Climate change is "hanging like a shadow" over all international development efforts, a top UN official says, as the world body moves to tackle global warming in a landmark summit this week that will see more than 120 heads of state attend.
Helen Clark, head of the United Nations development program, made the comments on Sunday afternoon, while more than 100,000 people marched through New York City to call for tougher action on reducing greenhouse gas emissions. The demonstration coincided with dozens of similar events around the globe.
At the same time, a new report underscored the pessimism about reaching a workable climate deal in 2015, noting that carbon dioxide emissions are expected to hit a record high this year.
UN Secretary-General Ban Ki-moon, who participated in the New York march, has called on global leaders to use Tuesday's climate summit as a platform to announce bold plans for reducing greenhouse gas emissions, outside of the regular negotiation process. But there's widespread skepticism about what the summit can achieve, in part because the leaders of two of the world's largest greenhouse gas emitters – China and India – are not attending the event. Prime Minister Stephen Harper has also opted out of the one-day summit, though he will attend a separate dinner with Mr. Ban and other leaders to discuss climate issues while he's in New York City.
Nonetheless, there is a great deal of anticipation over President Barack Obama's speech to the climate summit, where he is expected to highlight U.S. efforts to curb domestic emissions and call on other countries to set ambitious goals.

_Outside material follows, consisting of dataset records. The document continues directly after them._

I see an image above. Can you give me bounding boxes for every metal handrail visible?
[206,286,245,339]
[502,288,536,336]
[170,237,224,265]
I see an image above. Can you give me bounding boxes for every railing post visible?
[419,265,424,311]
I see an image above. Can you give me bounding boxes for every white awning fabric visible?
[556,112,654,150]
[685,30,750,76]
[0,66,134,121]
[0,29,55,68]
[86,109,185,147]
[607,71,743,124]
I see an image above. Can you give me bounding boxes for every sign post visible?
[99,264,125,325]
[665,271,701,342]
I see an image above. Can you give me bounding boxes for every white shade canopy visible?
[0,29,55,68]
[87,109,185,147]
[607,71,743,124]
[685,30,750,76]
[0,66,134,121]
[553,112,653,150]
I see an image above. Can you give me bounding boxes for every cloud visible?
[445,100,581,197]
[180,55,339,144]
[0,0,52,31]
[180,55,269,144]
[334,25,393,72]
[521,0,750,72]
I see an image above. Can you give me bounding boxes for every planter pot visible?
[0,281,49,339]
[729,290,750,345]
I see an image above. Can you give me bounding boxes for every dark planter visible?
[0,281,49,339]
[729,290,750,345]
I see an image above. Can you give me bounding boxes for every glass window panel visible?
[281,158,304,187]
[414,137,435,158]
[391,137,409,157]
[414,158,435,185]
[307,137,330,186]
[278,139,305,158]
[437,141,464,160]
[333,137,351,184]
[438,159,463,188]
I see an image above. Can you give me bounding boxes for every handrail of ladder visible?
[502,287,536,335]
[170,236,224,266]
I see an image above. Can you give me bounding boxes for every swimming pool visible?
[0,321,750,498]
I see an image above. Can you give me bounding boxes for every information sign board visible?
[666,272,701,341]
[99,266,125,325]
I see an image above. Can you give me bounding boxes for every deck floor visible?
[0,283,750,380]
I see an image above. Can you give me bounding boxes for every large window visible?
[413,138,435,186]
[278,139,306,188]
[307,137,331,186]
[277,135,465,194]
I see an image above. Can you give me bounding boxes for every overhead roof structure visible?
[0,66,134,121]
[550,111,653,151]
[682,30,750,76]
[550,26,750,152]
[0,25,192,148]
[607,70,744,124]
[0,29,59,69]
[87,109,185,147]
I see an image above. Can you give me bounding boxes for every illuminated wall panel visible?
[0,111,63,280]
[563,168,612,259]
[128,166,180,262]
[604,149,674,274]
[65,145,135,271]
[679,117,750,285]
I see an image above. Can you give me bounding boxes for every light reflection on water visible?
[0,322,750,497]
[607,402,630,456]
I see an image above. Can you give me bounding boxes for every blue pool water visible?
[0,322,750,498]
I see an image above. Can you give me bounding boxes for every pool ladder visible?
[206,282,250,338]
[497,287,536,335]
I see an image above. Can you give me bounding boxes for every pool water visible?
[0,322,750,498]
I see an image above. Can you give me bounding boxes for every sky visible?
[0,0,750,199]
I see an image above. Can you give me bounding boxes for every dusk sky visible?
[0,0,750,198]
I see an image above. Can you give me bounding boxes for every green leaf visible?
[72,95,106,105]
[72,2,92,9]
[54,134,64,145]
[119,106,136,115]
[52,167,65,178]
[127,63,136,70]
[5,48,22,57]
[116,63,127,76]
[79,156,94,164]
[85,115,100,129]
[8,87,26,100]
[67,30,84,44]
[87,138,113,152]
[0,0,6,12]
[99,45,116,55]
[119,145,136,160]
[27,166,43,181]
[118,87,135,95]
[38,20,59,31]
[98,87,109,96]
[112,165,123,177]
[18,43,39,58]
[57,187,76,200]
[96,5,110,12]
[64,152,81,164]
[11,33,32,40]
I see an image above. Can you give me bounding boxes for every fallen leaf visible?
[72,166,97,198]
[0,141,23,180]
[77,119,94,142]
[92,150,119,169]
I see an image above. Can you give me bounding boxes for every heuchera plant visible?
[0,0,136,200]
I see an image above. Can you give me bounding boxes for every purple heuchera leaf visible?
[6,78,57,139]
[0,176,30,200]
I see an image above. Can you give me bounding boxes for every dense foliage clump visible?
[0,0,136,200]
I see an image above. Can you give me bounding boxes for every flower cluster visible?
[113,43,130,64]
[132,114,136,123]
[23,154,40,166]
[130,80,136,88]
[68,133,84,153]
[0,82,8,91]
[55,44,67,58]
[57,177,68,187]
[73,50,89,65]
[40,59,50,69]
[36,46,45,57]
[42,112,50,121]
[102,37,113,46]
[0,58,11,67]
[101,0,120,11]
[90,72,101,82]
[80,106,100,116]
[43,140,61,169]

Millions of metric tonnes of carbon dioxide, by source
SOURCE: Globeal Carbon Atlas
The meeting comes amid growing concern about the world's ability to limit the increase in average global temperatures to 2 degrees above preindustrial times. A new report published in the journal Nature Geoscience on Sunday says that may not be possible unless more than half of known fossil-fuel reserves are left in the ground. The study also warns that the 2-degree goal is slipping away, as global emissions continue to rise, driven in large part by economic growth in China.

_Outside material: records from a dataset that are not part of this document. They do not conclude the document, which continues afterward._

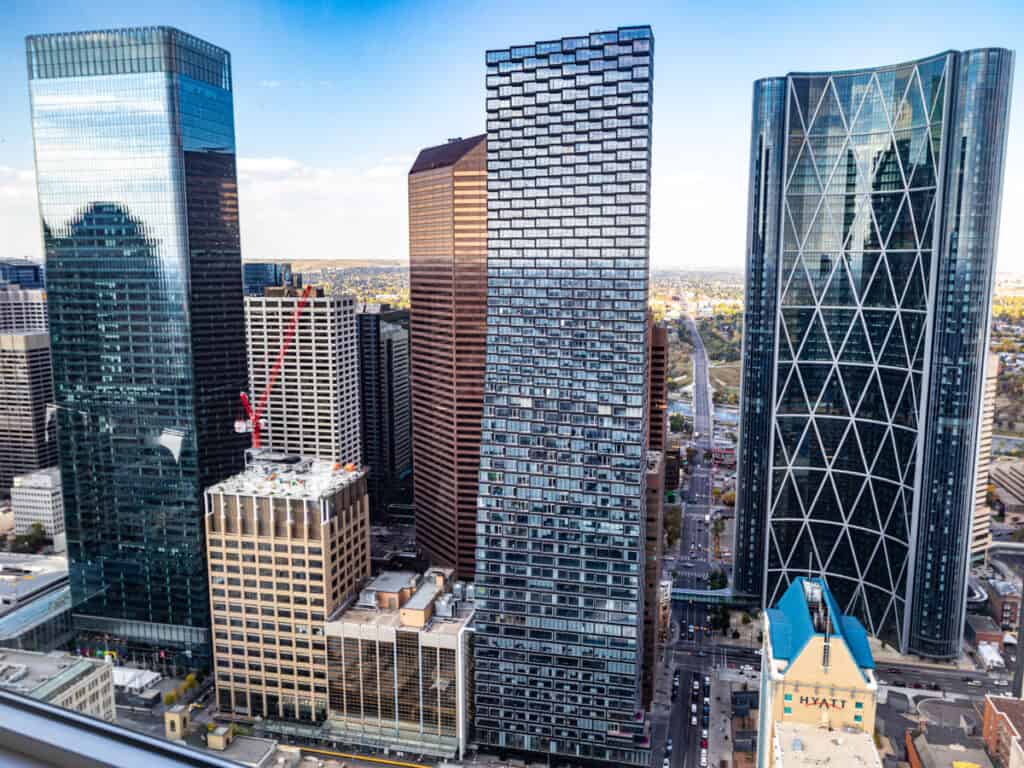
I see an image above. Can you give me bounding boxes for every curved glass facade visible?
[736,49,1013,656]
[27,28,247,664]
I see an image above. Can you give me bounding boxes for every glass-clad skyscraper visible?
[27,27,247,665]
[735,49,1013,657]
[475,27,653,765]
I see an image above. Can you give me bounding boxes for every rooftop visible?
[775,723,882,768]
[985,695,1024,740]
[988,579,1020,597]
[11,467,60,489]
[967,613,1002,634]
[767,577,874,670]
[0,648,105,701]
[0,584,71,643]
[913,725,993,768]
[206,450,366,501]
[0,552,68,616]
[216,726,278,766]
[362,570,420,592]
[410,133,487,173]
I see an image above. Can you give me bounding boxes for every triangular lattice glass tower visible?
[735,50,1013,655]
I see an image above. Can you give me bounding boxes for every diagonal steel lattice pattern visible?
[766,56,948,642]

Asked about the impact of the Chinese and Indian leaders' absence, a spokesperson for Mr. Ban said the Secretary-General understands that "diplomatic issues" prevented them from doing so. "He also understands the commitment of the representatives of both those governments to come to the summit with bold proposals, and we look forward to hearing those speeches," Stéphane Dujarric said.

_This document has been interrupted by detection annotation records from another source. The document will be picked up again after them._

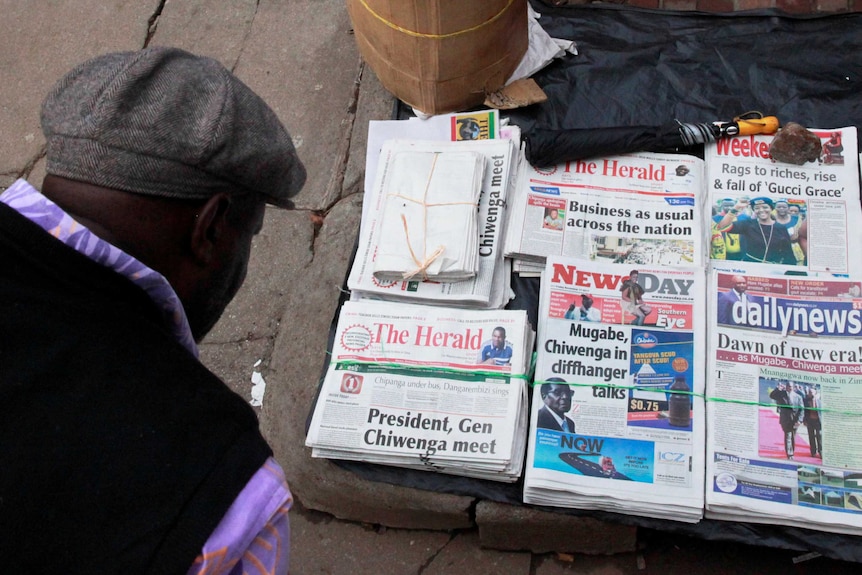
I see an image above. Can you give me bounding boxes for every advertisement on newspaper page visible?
[705,127,862,275]
[307,302,532,468]
[707,271,862,531]
[506,152,706,266]
[526,256,705,514]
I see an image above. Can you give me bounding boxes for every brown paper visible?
[485,78,548,110]
[347,0,528,114]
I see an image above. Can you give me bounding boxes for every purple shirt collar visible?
[0,180,198,357]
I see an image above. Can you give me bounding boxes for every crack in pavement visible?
[416,531,460,575]
[311,58,365,254]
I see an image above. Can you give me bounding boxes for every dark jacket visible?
[0,203,271,573]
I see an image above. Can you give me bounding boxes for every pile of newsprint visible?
[308,112,862,534]
[306,111,535,482]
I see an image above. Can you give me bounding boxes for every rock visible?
[769,122,823,166]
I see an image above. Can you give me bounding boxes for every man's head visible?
[751,197,775,221]
[539,378,574,417]
[491,326,506,349]
[42,47,305,340]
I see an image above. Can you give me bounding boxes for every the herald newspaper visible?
[306,301,533,481]
[524,256,706,521]
[505,152,706,266]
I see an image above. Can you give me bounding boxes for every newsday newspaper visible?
[524,256,706,522]
[306,301,533,482]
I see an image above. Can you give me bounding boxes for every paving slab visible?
[422,530,533,575]
[290,509,452,575]
[0,0,159,189]
[476,501,637,555]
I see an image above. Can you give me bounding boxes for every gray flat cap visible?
[42,47,305,207]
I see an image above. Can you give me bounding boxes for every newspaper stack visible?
[347,134,522,309]
[504,152,706,276]
[524,255,706,522]
[374,151,485,281]
[306,301,533,482]
[704,126,862,276]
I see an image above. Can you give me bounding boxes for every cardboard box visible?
[347,0,528,114]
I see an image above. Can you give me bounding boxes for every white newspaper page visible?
[705,127,862,275]
[306,301,532,480]
[706,270,862,533]
[505,152,706,266]
[524,256,705,521]
[347,139,514,308]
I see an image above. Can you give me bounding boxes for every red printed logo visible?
[341,373,362,393]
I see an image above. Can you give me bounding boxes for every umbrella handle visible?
[736,116,778,136]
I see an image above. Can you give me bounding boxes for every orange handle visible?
[736,116,778,136]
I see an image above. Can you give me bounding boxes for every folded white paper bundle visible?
[374,151,485,281]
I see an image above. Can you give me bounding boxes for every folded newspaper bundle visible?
[524,256,705,522]
[306,301,534,482]
[374,151,485,281]
[347,134,522,309]
[706,268,862,535]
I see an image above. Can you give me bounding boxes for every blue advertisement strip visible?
[534,429,655,483]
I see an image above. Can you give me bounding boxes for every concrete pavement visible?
[5,0,862,575]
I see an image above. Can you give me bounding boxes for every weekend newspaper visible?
[706,270,862,534]
[505,152,706,266]
[306,301,533,481]
[524,256,706,522]
[704,127,862,275]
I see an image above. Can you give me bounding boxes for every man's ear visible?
[190,192,232,265]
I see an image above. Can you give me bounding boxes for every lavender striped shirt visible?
[0,180,293,575]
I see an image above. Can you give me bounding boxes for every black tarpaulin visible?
[320,0,862,562]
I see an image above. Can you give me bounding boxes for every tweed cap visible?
[42,47,305,207]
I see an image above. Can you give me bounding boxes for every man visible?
[802,385,823,458]
[717,275,759,325]
[0,48,305,573]
[479,326,512,365]
[566,294,602,321]
[620,270,649,325]
[715,197,797,266]
[769,381,805,460]
[773,198,807,266]
[542,208,563,230]
[536,377,575,433]
[710,198,748,260]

More than 120 heads of state are expected to attend Tuesday's summit, and Mr. Harper's decision not to join them has drawn criticism from opposition MPs and activists at home, who are already worried that Canada won't meet its targets on reducing greenhouse gases. "Everybody else is going to be there," NDP environment critic Megan Leslie said Sunday on CTV's Question Period. "Our absence has already been noticed."
While Mr. Harper is not attending the climate summit himself, his focus on improving maternal and child health in poor countries – a topic he is expected to raise during his speech on Thursday at the UN General Assembly – suggests he may not be able to avoid the issue.
Mr. Harper is also expected to comment on the threat of Islamic State extremism and Russian aggression in Ukraine in his first speech before the General Assembly since 2010.
Ms. Clark, the UN development program head, said there is a growing view that global development goals, including reducing the burden of disease and improving maternal and child health, can't be achieved without greater action on climate change. "Climate change is hanging like a shadow over every development discussion. It has to be addressed," she said.
Mr. Harper will attend a separate dinner on climate change with Mr. Ban and the leaders from nearly two dozen other countries, including Brazil, Japan, Britain and the United States, according to a draft attendance list obtained by The Globe and Mail.
A spokesperson for Environment Minister Leona Aglukkaq, who will represent Canada at the climate summit in Mr. Harper's place, told The Globe that Ottawa is making "significant efforts" to curb climate change while maintaining economic growth.
However, figures provided by Environment Canada indicate Canada is not on track to meet its commitments under the Copenhagen agreement, which called for a 17-per-cent cut in emissions from 2005 levels by 2020.